Persistence as one of the “seven sins of memory” stands out as the most interesting, whereas intrusive memories of events that an individual wishes to forget permeate a person‘s state of being, unlike the other six. In transience, absent-mindedness, and blocking a person forgets events that he or she wishes to recollect. In suggestibility, bias, and misattribution one distorts events, items, people, etc… The contribution of cognitive, social, and clinical psychology has shed light on all these “sins” of memory, blending to create a basis for the understanding of memory as it relates to both brain and behavior. For clinical psychologists, persistence is the most troublesome and most likely the most problematic for clients. Persistence, also, seems to stand out as a direct opposite of blocking, whereas a person knows that knowledge of some event exists, but they are temporarily unable to retrieve that information. In persistence, negative memories and/or states of mind intrude thinking and in essence block positive memories and modes of positive mood.

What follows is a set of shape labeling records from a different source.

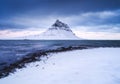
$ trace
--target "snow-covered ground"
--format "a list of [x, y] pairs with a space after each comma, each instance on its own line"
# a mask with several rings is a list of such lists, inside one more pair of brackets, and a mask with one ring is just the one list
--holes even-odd
[[0, 79], [0, 84], [120, 84], [120, 48], [52, 54]]

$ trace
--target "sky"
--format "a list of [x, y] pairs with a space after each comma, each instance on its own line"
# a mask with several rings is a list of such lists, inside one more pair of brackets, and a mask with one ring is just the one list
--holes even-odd
[[40, 34], [56, 19], [81, 38], [120, 40], [120, 0], [0, 0], [0, 39]]

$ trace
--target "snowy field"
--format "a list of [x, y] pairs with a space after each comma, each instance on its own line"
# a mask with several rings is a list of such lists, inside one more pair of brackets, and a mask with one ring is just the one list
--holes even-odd
[[27, 64], [0, 84], [120, 84], [120, 48], [75, 50]]

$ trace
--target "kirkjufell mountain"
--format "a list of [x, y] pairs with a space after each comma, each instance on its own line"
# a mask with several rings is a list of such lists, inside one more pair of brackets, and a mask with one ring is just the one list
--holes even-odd
[[48, 28], [45, 32], [39, 35], [26, 36], [25, 39], [35, 39], [35, 40], [79, 40], [70, 29], [70, 27], [59, 21], [56, 22]]

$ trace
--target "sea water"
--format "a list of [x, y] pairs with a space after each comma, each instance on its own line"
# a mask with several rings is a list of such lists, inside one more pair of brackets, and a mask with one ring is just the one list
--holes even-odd
[[67, 46], [120, 47], [120, 40], [0, 40], [0, 69], [37, 50]]

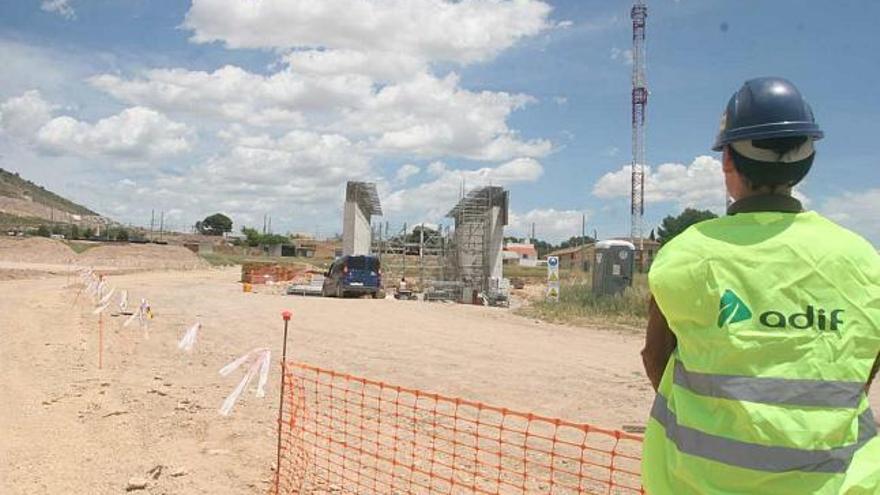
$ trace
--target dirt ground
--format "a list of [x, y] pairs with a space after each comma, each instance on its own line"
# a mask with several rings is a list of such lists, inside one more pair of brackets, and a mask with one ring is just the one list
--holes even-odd
[[[105, 317], [99, 370], [98, 319], [58, 273], [0, 282], [3, 494], [118, 494], [133, 477], [148, 480], [135, 493], [266, 493], [288, 308], [290, 358], [321, 367], [617, 428], [644, 424], [653, 396], [637, 332], [499, 308], [248, 294], [238, 268], [108, 276], [131, 301], [148, 298], [155, 319], [145, 334]], [[176, 344], [196, 321], [185, 354]], [[218, 370], [255, 347], [273, 351], [267, 396], [251, 390], [220, 416], [241, 375]]]

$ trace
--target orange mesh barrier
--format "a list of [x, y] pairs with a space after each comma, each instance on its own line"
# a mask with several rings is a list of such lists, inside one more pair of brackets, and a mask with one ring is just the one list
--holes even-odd
[[632, 494], [641, 438], [287, 363], [281, 494]]

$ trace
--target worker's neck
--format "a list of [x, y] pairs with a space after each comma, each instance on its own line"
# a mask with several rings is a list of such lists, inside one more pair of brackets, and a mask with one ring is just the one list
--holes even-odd
[[788, 186], [763, 186], [758, 188], [743, 188], [731, 194], [730, 198], [734, 201], [751, 198], [754, 196], [791, 196], [791, 187]]

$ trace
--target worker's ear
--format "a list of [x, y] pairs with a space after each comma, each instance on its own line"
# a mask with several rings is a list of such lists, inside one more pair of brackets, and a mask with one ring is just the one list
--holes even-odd
[[721, 171], [724, 175], [737, 173], [736, 166], [733, 164], [733, 157], [730, 156], [730, 146], [725, 146], [721, 153]]

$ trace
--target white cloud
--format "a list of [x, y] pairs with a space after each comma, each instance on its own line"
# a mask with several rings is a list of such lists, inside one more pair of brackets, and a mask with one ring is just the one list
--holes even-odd
[[52, 118], [54, 109], [39, 91], [27, 91], [0, 104], [0, 130], [19, 138], [30, 138]]
[[[181, 203], [212, 204], [245, 217], [341, 204], [346, 180], [370, 178], [369, 158], [344, 136], [292, 131], [239, 136], [228, 149], [156, 183]], [[185, 198], [185, 199], [184, 199]]]
[[410, 177], [417, 175], [421, 172], [418, 166], [413, 165], [412, 163], [407, 163], [405, 165], [401, 165], [399, 169], [397, 169], [397, 173], [394, 175], [394, 178], [397, 179], [397, 182], [405, 183]]
[[611, 48], [611, 60], [619, 60], [626, 65], [632, 65], [632, 63], [633, 63], [632, 48], [627, 48], [625, 50], [617, 48], [616, 46]]
[[427, 61], [399, 52], [309, 49], [293, 51], [283, 59], [298, 74], [359, 74], [381, 82], [407, 79], [427, 70]]
[[451, 169], [443, 162], [434, 162], [428, 166], [428, 172], [433, 180], [384, 195], [383, 210], [390, 214], [442, 218], [458, 202], [462, 187], [471, 190], [487, 185], [534, 182], [541, 177], [544, 168], [532, 158], [519, 158], [497, 167], [476, 170]]
[[229, 48], [321, 47], [471, 63], [549, 29], [550, 10], [536, 0], [194, 0], [184, 26], [197, 43]]
[[510, 113], [532, 98], [503, 92], [475, 93], [458, 84], [455, 74], [443, 79], [422, 74], [386, 86], [362, 108], [350, 112], [340, 127], [378, 133], [374, 144], [380, 150], [425, 158], [456, 155], [501, 161], [550, 152], [549, 141], [522, 141], [507, 127]]
[[[679, 207], [724, 207], [726, 192], [721, 162], [711, 156], [698, 156], [690, 165], [664, 163], [656, 169], [645, 167], [645, 202], [676, 203]], [[629, 197], [632, 167], [624, 165], [603, 175], [593, 186], [599, 198]]]
[[58, 155], [146, 159], [191, 148], [187, 126], [149, 108], [128, 108], [94, 124], [66, 115], [53, 118], [57, 109], [39, 91], [27, 91], [0, 104], [0, 131]]
[[848, 191], [828, 198], [820, 212], [880, 246], [880, 188]]
[[472, 92], [450, 74], [423, 72], [379, 86], [358, 74], [300, 74], [287, 67], [263, 76], [226, 66], [214, 72], [152, 70], [144, 79], [115, 75], [92, 84], [122, 101], [252, 126], [310, 126], [367, 139], [377, 153], [422, 158], [461, 156], [502, 161], [541, 157], [552, 144], [522, 140], [510, 113], [534, 100], [504, 92]]
[[40, 9], [45, 12], [58, 14], [67, 20], [76, 19], [76, 11], [70, 5], [70, 0], [43, 0]]
[[188, 151], [190, 130], [155, 110], [127, 108], [94, 124], [56, 117], [36, 134], [36, 142], [58, 154], [157, 158]]
[[[582, 211], [534, 209], [525, 213], [511, 212], [508, 218], [507, 234], [515, 237], [531, 235], [535, 224], [535, 237], [549, 242], [560, 242], [581, 235]], [[587, 216], [589, 221], [589, 216]], [[589, 235], [589, 234], [588, 234]]]

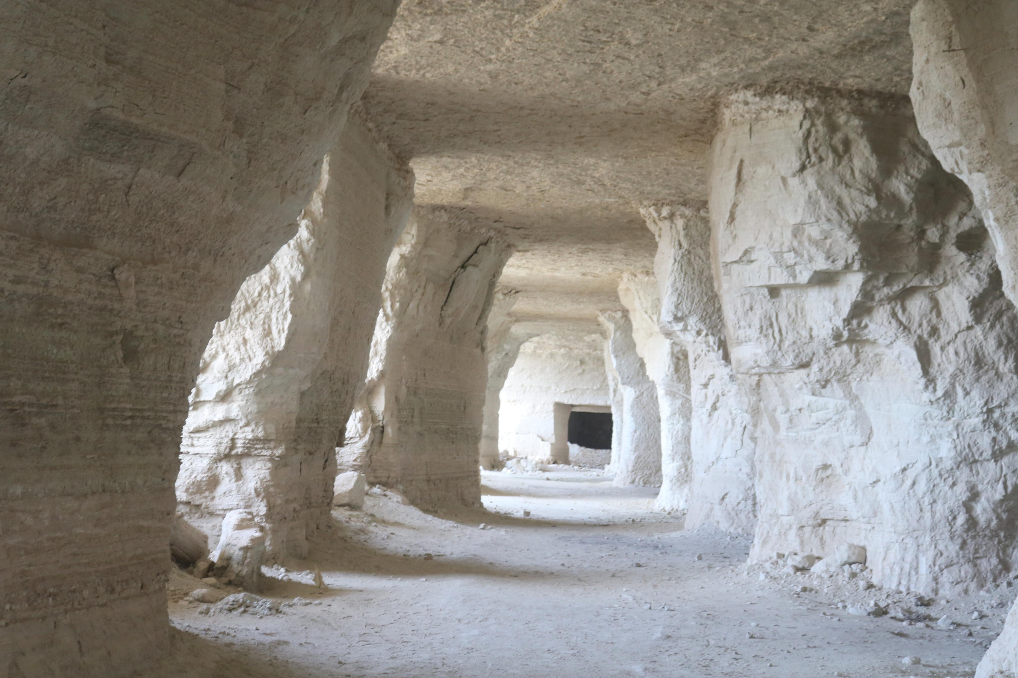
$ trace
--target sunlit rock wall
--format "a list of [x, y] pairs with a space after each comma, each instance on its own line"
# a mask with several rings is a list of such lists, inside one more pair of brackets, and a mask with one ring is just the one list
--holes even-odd
[[187, 395], [396, 3], [0, 5], [0, 666], [148, 675]]
[[306, 555], [329, 519], [334, 450], [411, 206], [409, 170], [351, 116], [296, 236], [244, 281], [202, 359], [176, 491], [210, 548], [234, 509], [263, 525], [270, 559]]
[[665, 336], [658, 325], [661, 299], [653, 274], [624, 275], [619, 299], [629, 312], [636, 353], [657, 389], [662, 481], [655, 505], [662, 510], [685, 510], [692, 473], [689, 359], [685, 347]]
[[370, 483], [417, 505], [479, 503], [487, 320], [510, 253], [466, 211], [414, 208], [389, 258], [359, 415]]
[[737, 96], [710, 187], [732, 364], [758, 379], [751, 558], [851, 542], [925, 593], [1007, 572], [1018, 316], [908, 102]]
[[535, 461], [567, 460], [562, 432], [556, 436], [555, 404], [611, 405], [603, 343], [600, 334], [563, 333], [522, 345], [502, 388], [500, 451]]
[[[613, 483], [618, 487], [661, 485], [661, 415], [658, 391], [636, 352], [633, 326], [625, 311], [599, 316], [607, 333], [605, 367], [612, 395]], [[618, 429], [618, 447], [615, 445]]]
[[[672, 484], [676, 489], [671, 496], [683, 496], [678, 493], [683, 484], [675, 479], [684, 478], [687, 529], [712, 525], [752, 534], [755, 389], [753, 377], [736, 378], [728, 360], [721, 301], [712, 274], [706, 210], [698, 205], [664, 205], [641, 211], [658, 240], [654, 269], [661, 312], [656, 319], [661, 332], [684, 347], [689, 359], [688, 459], [677, 458], [670, 467], [665, 456], [659, 505], [678, 505], [669, 501], [666, 489]], [[663, 422], [662, 430], [667, 426]]]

Examples used to explain the phenomenon of persistence is the study of PTSD patients, who were victims of abuse and the control group, who experienced the same type of trauma, but did not meet the clinical diagnosis for PTSD. In a “direct-forgetting” study, both groups were told to forget trauma-related words and to remember words un-related to trauma. The control group did remember more of the un-related words, while the experimental group did not exhibit “direct-forgetting” and instead did recall the trauma-related words more than the words they were instructed to remember. Under similar lines, depressed patients were more likely in a study after ruminating on their current state of mind and mood to recall depressing autobiographical events when asked to do so. The group that was not depressed was much less likely to recall negative past events after thinking of their more positive mood and state. These studies are very important in understanding why depression, phobias, and other negative states of being permeate and persist in an individual.

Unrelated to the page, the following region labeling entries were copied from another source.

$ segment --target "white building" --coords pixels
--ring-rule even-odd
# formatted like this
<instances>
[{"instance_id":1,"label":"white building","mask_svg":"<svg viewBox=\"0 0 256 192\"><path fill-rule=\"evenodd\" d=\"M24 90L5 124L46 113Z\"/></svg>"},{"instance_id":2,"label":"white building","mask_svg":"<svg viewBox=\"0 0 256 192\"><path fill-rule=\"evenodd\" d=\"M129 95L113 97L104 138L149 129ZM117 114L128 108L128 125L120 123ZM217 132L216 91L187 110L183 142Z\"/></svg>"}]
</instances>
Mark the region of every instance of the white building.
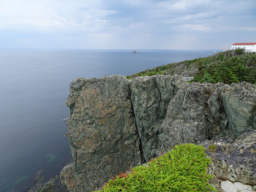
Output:
<instances>
[{"instance_id":1,"label":"white building","mask_svg":"<svg viewBox=\"0 0 256 192\"><path fill-rule=\"evenodd\" d=\"M256 43L236 43L231 45L231 49L243 48L245 52L256 52Z\"/></svg>"}]
</instances>

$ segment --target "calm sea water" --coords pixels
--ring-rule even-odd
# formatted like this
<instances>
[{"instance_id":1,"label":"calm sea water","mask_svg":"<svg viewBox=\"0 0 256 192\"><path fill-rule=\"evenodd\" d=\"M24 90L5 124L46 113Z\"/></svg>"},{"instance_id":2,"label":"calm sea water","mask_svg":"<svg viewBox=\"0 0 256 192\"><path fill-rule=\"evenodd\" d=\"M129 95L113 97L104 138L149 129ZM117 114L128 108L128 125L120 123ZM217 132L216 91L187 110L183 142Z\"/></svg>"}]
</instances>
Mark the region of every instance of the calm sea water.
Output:
<instances>
[{"instance_id":1,"label":"calm sea water","mask_svg":"<svg viewBox=\"0 0 256 192\"><path fill-rule=\"evenodd\" d=\"M76 77L127 75L214 50L139 51L0 49L0 192L27 192L37 171L48 180L71 160L63 119Z\"/></svg>"}]
</instances>

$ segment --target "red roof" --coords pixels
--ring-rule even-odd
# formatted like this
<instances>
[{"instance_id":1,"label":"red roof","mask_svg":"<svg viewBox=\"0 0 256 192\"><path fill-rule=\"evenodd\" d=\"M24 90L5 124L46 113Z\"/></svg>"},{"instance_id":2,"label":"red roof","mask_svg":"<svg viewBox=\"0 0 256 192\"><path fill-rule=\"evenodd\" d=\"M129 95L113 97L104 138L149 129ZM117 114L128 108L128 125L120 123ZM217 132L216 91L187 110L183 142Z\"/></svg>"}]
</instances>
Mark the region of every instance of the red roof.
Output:
<instances>
[{"instance_id":1,"label":"red roof","mask_svg":"<svg viewBox=\"0 0 256 192\"><path fill-rule=\"evenodd\" d=\"M256 43L236 43L232 45L254 45Z\"/></svg>"}]
</instances>

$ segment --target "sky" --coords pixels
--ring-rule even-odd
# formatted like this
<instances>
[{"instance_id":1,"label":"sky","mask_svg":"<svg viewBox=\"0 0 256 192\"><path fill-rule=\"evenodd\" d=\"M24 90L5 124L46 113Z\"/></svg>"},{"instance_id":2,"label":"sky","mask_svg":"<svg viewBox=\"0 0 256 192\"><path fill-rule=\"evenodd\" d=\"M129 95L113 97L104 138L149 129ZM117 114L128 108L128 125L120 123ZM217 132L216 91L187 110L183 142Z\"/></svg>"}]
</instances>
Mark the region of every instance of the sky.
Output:
<instances>
[{"instance_id":1,"label":"sky","mask_svg":"<svg viewBox=\"0 0 256 192\"><path fill-rule=\"evenodd\" d=\"M256 0L0 0L0 48L228 49L256 42Z\"/></svg>"}]
</instances>

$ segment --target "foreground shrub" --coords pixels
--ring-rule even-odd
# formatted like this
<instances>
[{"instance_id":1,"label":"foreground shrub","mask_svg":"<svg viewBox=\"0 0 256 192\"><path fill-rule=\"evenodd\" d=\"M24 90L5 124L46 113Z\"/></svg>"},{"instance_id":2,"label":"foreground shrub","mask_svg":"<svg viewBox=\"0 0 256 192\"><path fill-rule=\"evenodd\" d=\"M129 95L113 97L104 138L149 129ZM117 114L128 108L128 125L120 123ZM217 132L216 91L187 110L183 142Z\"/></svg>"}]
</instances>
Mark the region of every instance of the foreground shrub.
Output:
<instances>
[{"instance_id":1,"label":"foreground shrub","mask_svg":"<svg viewBox=\"0 0 256 192\"><path fill-rule=\"evenodd\" d=\"M194 144L176 145L172 150L140 165L130 173L122 173L105 184L103 192L209 192L210 163L205 149Z\"/></svg>"}]
</instances>

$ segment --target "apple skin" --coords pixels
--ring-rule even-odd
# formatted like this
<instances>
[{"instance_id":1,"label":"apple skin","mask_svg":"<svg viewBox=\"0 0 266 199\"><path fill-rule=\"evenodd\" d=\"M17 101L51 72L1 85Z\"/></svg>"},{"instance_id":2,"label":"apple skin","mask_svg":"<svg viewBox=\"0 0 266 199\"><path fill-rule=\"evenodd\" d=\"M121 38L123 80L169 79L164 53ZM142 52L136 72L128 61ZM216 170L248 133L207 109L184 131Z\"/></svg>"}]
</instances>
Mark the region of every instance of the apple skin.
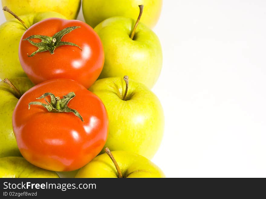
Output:
<instances>
[{"instance_id":1,"label":"apple skin","mask_svg":"<svg viewBox=\"0 0 266 199\"><path fill-rule=\"evenodd\" d=\"M2 0L2 7L7 6L18 15L39 12L56 12L68 19L76 19L79 11L81 0ZM13 18L4 12L7 20Z\"/></svg>"},{"instance_id":2,"label":"apple skin","mask_svg":"<svg viewBox=\"0 0 266 199\"><path fill-rule=\"evenodd\" d=\"M156 24L160 16L162 0L83 0L82 9L86 22L95 27L104 20L122 16L137 19L138 5L144 5L142 22L151 28Z\"/></svg>"},{"instance_id":3,"label":"apple skin","mask_svg":"<svg viewBox=\"0 0 266 199\"><path fill-rule=\"evenodd\" d=\"M9 80L23 94L34 85L27 77ZM12 114L18 99L14 90L6 83L0 82L0 158L21 156L12 127Z\"/></svg>"},{"instance_id":4,"label":"apple skin","mask_svg":"<svg viewBox=\"0 0 266 199\"><path fill-rule=\"evenodd\" d=\"M112 152L123 178L164 178L162 171L150 160L123 151ZM78 172L75 178L118 178L115 167L106 154L96 156Z\"/></svg>"},{"instance_id":5,"label":"apple skin","mask_svg":"<svg viewBox=\"0 0 266 199\"><path fill-rule=\"evenodd\" d=\"M126 101L122 99L125 88L123 78L97 80L89 90L102 100L108 114L109 130L105 146L111 151L131 152L151 159L162 138L163 109L153 93L129 78ZM104 152L103 149L101 153Z\"/></svg>"},{"instance_id":6,"label":"apple skin","mask_svg":"<svg viewBox=\"0 0 266 199\"><path fill-rule=\"evenodd\" d=\"M0 178L59 178L54 172L39 168L21 157L0 158Z\"/></svg>"},{"instance_id":7,"label":"apple skin","mask_svg":"<svg viewBox=\"0 0 266 199\"><path fill-rule=\"evenodd\" d=\"M61 14L54 12L39 12L19 17L28 27L51 17L66 18ZM19 42L26 30L17 19L12 17L13 19L0 26L0 79L2 79L7 77L27 77L18 59Z\"/></svg>"},{"instance_id":8,"label":"apple skin","mask_svg":"<svg viewBox=\"0 0 266 199\"><path fill-rule=\"evenodd\" d=\"M135 23L135 20L129 18L114 17L95 27L103 45L105 57L98 79L126 75L151 88L161 69L161 47L155 34L141 23L134 40L130 39Z\"/></svg>"}]
</instances>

I believe that many persons with PTSD make great effort to avoid situations that remind him or her of their trauma, but persistence is so rooted in the limbic system (where fear-inducing responses originate), natural and personal effort will usually fail. The memories will persist in the form of nightmares (which are rooted in the subconscious therefore beyond the sufferers control) or certain cues (such as memory-related smells, tastes, or other sensory events), therefore making the task of forgetting negatives in order to remember positives requiring retraining. In my opinion Systematic Desensitization is the best way to recover all negative cues and memories related to a trauma for an individual and then to require rumination on the negative event to the point that they do not become intrusive. But, it is from my experience a difficult task, as one must unlearn unhealthy behaviors that make functioning difficult and re-learn how to think and, in essence how to feel healthy again. Writing is a great way for trauma and negative thought patterns that seemed to almost be trapped in the mind to emerge in a new medium that is more in control for the sufferer.